Exploring the Potentials of Spiking Neural Networks for Image Deraining
Shuang Chen, Tomas Krajnik, Farshad Arvin, Amir Atapour-Abarghouei
TL;DR
This work investigates whether Spiking Neural Networks can excel at a low-level vision task, image deraining, by revealing that traditional LIF neurons act as intensity-triggered, high-frequency indicators. It introduces Visual LIF (VLIF) to incorporate local visual context and stabilizes learning with NI-LIF, plus Spiking Decomposition & Enhancement Module (SDEM) and Spiking Multi-scale Unit (SMU) to enable hierarchical, multi-scale feature refinement. Across five datasets, the approach outperforms prior SNN deraining methods and remains competitive with CNN/Transformer baselines while consuming significantly less energy (about 13% of competing SNN methods). The results also demonstrate task-adaptive behavior in a related UIE setting, suggesting broad promise for energy-efficient SNNs in dense image restoration tasks.
Abstract
Biologically plausible and energy-efficient frameworks such as Spiking Neural Networks (SNNs) have not been sufficiently explored in low-level vision tasks.
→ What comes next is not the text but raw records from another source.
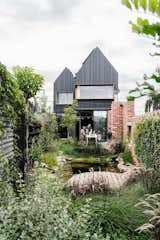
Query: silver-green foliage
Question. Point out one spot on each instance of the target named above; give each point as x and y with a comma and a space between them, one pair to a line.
43, 213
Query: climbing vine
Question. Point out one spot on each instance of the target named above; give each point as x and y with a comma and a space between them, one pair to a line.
147, 148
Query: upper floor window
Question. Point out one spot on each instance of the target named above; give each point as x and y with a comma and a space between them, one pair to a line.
64, 98
94, 92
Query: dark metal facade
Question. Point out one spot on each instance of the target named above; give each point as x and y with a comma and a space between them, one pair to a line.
96, 105
97, 70
63, 84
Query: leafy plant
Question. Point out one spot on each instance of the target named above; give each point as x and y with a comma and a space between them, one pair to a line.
48, 131
126, 154
115, 214
152, 30
50, 158
151, 206
147, 148
29, 83
70, 118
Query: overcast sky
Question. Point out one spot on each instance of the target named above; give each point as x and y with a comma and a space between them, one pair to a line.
50, 35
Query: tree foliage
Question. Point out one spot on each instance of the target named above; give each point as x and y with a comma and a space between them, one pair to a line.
147, 148
11, 97
29, 82
70, 117
144, 26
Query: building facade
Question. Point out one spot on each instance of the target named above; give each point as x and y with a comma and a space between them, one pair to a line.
95, 86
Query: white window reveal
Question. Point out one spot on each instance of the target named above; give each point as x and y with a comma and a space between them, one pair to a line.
94, 92
64, 98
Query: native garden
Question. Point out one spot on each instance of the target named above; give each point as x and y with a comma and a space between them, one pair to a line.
90, 187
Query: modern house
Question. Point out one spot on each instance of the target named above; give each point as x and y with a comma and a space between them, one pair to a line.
95, 86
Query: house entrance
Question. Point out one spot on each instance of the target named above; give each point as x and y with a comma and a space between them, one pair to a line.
86, 119
97, 121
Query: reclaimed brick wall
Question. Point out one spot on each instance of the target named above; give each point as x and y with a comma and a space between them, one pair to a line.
120, 118
134, 121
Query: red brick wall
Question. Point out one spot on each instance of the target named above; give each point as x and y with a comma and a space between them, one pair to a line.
120, 118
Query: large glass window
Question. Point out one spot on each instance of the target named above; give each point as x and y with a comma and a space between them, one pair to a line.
94, 92
64, 98
100, 122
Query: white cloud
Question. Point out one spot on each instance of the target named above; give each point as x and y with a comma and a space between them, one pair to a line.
52, 34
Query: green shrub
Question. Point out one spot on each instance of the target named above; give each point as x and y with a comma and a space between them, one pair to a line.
50, 159
43, 212
126, 155
35, 154
147, 148
115, 214
151, 207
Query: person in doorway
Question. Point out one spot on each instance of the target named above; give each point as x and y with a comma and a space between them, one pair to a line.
99, 136
89, 128
109, 134
82, 134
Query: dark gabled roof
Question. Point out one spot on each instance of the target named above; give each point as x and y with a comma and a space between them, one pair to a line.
96, 69
65, 81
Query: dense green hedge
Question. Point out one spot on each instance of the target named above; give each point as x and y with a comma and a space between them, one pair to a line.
147, 149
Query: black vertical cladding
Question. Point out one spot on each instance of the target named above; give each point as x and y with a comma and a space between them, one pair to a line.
96, 69
63, 84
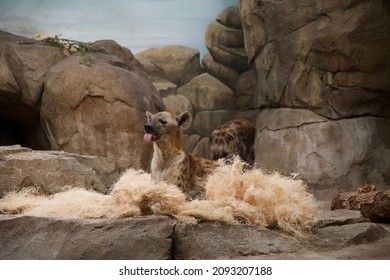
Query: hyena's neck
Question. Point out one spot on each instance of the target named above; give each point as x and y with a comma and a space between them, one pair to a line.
169, 147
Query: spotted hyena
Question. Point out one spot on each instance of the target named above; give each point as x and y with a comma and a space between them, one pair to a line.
170, 162
235, 137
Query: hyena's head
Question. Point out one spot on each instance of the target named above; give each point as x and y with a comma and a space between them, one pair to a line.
165, 126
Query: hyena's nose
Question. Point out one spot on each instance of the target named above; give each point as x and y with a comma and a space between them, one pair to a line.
148, 128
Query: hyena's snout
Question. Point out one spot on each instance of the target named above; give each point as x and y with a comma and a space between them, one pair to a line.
149, 128
151, 133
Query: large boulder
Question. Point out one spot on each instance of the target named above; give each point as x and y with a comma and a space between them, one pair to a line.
223, 73
335, 74
226, 46
333, 156
93, 105
23, 67
207, 93
50, 172
178, 64
307, 55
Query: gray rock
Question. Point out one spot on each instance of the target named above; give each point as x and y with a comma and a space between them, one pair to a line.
220, 241
332, 156
48, 239
351, 234
307, 56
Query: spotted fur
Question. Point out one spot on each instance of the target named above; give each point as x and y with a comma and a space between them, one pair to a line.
170, 162
235, 137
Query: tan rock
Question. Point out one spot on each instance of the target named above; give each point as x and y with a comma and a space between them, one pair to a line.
206, 92
175, 63
226, 46
99, 109
50, 172
223, 73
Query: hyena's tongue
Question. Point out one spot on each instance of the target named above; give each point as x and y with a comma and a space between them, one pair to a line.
148, 137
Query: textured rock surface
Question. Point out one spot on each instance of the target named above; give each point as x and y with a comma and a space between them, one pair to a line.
207, 93
23, 68
331, 155
223, 73
46, 239
51, 172
219, 241
177, 64
379, 209
226, 45
99, 110
342, 235
331, 57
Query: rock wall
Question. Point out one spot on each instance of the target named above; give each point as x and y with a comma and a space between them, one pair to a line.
208, 89
89, 103
322, 85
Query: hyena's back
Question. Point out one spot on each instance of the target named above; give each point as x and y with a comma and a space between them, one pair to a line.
235, 137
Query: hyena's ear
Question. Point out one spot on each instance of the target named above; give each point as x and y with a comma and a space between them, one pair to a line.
149, 116
184, 120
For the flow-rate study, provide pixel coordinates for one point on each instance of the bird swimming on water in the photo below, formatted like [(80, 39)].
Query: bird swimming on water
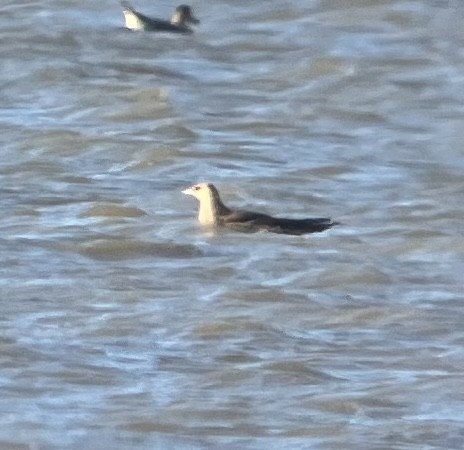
[(180, 20), (214, 213)]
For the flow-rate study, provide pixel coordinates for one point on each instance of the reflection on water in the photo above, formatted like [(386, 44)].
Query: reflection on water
[(124, 325)]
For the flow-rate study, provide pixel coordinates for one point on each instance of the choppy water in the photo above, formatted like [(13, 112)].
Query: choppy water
[(123, 325)]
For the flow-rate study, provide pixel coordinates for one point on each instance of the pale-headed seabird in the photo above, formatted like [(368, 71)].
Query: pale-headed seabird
[(214, 213), (179, 23)]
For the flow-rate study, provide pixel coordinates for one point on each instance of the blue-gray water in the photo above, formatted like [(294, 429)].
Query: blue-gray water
[(123, 325)]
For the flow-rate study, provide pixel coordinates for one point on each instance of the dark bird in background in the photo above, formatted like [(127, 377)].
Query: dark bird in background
[(214, 213), (180, 20)]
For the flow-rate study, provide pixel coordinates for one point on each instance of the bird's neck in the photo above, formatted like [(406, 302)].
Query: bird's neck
[(211, 210)]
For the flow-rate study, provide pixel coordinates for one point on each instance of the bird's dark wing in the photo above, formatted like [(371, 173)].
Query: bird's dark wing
[(251, 221), (164, 25)]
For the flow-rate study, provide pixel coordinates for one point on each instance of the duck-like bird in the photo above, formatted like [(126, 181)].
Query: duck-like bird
[(214, 213), (180, 20)]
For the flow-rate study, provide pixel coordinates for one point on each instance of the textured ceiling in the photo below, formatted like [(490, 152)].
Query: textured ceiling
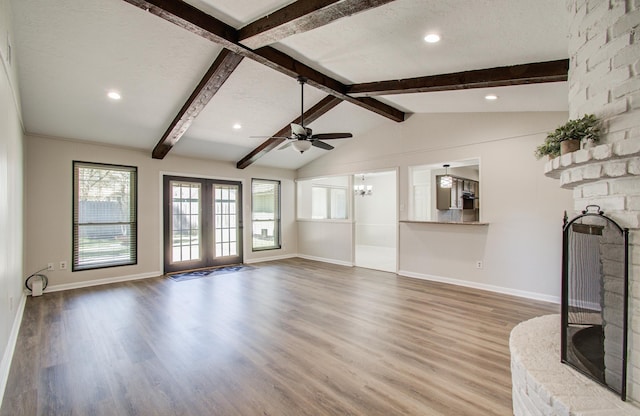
[(71, 52)]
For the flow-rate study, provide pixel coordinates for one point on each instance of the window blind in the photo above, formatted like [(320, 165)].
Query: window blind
[(104, 215)]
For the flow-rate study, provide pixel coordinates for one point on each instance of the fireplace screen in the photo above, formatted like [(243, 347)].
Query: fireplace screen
[(594, 298)]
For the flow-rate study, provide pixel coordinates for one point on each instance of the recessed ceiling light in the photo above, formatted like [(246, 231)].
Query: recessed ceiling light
[(114, 95), (432, 38)]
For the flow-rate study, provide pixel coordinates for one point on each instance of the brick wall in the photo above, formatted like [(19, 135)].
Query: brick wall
[(604, 79)]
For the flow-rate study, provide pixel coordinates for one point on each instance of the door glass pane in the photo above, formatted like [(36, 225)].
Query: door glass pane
[(185, 218), (225, 222)]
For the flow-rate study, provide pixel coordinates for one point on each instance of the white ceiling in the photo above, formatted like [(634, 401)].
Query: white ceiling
[(71, 52)]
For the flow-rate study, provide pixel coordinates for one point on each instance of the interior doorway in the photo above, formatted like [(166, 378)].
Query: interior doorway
[(376, 220), (202, 223)]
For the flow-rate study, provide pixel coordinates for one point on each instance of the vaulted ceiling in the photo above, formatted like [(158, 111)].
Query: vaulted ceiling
[(189, 71)]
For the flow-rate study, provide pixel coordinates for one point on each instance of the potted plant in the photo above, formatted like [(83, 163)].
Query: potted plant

Taking image deraining as an example, this study addresses the representation of the inherent high-pass characteristics of spiking neurons, specifically in image deraining and innovatively proposes the Visual LIF (VLIF) neuron, overcoming the obstacle of lacking spatial contextual understanding present in traditional spiking neurons. To tackle the limitation of frequency-domain saturation inherent in conventional spiking neurons, we leverage the proposed VLIF to introduce the Spiking Decomposition and Enhancement Module and the lightweight Spiking Multi-scale Unit for hierarchical multi-scale representation learning. Extensive experiments across five benchmark deraining datasets demonstrate that our approach significantly outperforms state-of-the-art SNN-based deraining methods, achieving this superior performance with only 13\% of their energy consumption. These findings establish a solid foundation for deploying SNNs in high-performance, energy-efficient low-level vision tasks.